American Idol is all about regular people with unexpected talent, yearning for stardom. (Well, it used to be. Now, according to the most recent promos, it’s all about kids falling off of stages.) Katherine McPhee is an American Idol runner-up, so I guess she’s suited for this Karen part on Smash, NBC’s much-hyped drama about the creation of a musical based on the life of Marilyn Monroe. McPhee’s Karen has a fresh-faced charm about her, the kind of girl you’d maybe instinctively root for, and the character’s Midwestern origins are, I believe, supposed to make her that much more appealing. The people in that region of the U.S. dream harder than the rest of us, right?

So much about Smash works: creator Theresa Rebeck knows how to write for an ensemble (unlike Glee’s Ryan Murphy, Brad Falchuk, and Ian Brennan); the original songs give me the chills (“Let Me Be Your Star,” specifically); there’s a fun, believable tension between Jack Davenport who plays the Marilyn musical’s surly director and actual Broadway actor Christian Borle, here, playing one of the musical’s writers. But this “small town girl tackles The Big Apple” thread is just too easy. Really, it’s so predictable and tropey that I’m forced to assume that Karen who, in the pilot episode, auditions for the role of Marilyn and gets a callback after an appropriately beautiful rendition of Christina Aguilera’s “Beautiful,” isn’t going to wind up with the part. Otherwise the character is just horribly conceived. Right now, everything about her, from her unassuming origins, to her too-perfect boyfriend, to her parents who don’t totally support her, to her gumption in the face of repeated rejection, seems ripped straight from some “Idiot’s Guide to Emotionally Manipulating Audiences with Stock Characters” or, I don’t know, The Devil Wears Prada. It’s still early days for Smash, but starting off so prosaic seems an odd choice when you consider that musical TV shows are so polarizing – corniness being one of the usual criticisms.

More interesting than Karen, but still not totally original for anyone who has seen A Chorus Line, is Ivy Lynn (Megan Hilty), a curvy, blonde, seasoned actress, desperate for a lead part and Karen’s main competition for the Marilyn role. Ivy is brassy, her singing voice is stout, she’s sexy where Karen is cute. She’s a villain, if only because she poses a threat to the lovely, small town girl and her dreams. But what about Ivy’s dreams? When she phones home, excited about her Marilyn callback, her mother doesn’t seem to give a crap and steers the conversation to news about a relative who’s attending night school. All the exuberance in Ivy’s body drains as she feigns interest in whatever the hell her mom is talking about. Ivy’s had some success and Karen hasn’t, but Ivy’s the tragic figure, the one we should care about.

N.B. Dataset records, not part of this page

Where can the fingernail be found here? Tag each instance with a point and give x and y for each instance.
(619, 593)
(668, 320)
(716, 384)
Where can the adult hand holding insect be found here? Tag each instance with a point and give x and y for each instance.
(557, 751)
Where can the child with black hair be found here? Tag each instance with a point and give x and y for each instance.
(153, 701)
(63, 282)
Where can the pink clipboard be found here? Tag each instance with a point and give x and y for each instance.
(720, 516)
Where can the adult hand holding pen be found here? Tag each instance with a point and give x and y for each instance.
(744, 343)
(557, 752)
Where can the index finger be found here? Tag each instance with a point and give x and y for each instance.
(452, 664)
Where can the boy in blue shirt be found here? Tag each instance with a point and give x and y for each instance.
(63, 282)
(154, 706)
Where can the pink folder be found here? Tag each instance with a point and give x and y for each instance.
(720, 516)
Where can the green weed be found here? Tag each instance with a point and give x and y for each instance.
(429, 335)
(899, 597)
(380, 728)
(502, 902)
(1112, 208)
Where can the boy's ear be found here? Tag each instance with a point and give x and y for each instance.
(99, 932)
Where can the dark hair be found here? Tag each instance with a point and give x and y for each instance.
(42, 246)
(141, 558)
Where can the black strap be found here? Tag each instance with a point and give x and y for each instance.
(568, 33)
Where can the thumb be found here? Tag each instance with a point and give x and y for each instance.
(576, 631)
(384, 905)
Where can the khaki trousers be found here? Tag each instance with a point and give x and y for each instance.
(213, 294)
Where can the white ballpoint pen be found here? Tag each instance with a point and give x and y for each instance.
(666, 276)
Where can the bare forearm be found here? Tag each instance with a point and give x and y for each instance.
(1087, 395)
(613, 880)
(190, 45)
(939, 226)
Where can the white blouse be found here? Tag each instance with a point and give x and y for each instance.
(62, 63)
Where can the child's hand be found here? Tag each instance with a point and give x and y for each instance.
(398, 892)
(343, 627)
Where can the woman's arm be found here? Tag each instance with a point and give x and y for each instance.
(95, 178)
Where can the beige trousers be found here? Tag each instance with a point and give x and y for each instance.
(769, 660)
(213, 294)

Rebeck has created this complex character in Ivy – the character’s confidence is a mask for her true frailty – and it seems like she’s being presented as someone we should see as a viable contender, not just for the role of Marilyn but for our affections. Yet, we’re never really able to root for her because Karen, her competitor, doesn’t have any faults. When womanizing director Derek summons Karen to his apartment and tells her to show him that she can be Marilyn (wink wink, nudge nudge, say no more), she puts on one of his button-down shirts, sings “Happy Birthday, Mr. President,” but, of course, doesn’t sleep with him. It isn’t that I’d prefer her to succumb to this kind of casting couch situation (especially since her boyfriend is a total dream) but it’s simply one more example of why, as a viewer, you can’t help but want her to win. Things shouldn’t be so clean-cut, they can’t be.

If we’re talking symbolism, then Karen is supposed to represent Marilyn Monroe during her dark-haired, relatively innocent Norma Jeane days, while Ivy Lynn, who’s name is somewhat reminiscent of the icon’s, is Marilyn in her “candle in the wind” period. But even the young Marilyn wasn’t the unabashed, one-note Pollyanna that Karen is. How is she the real underdog?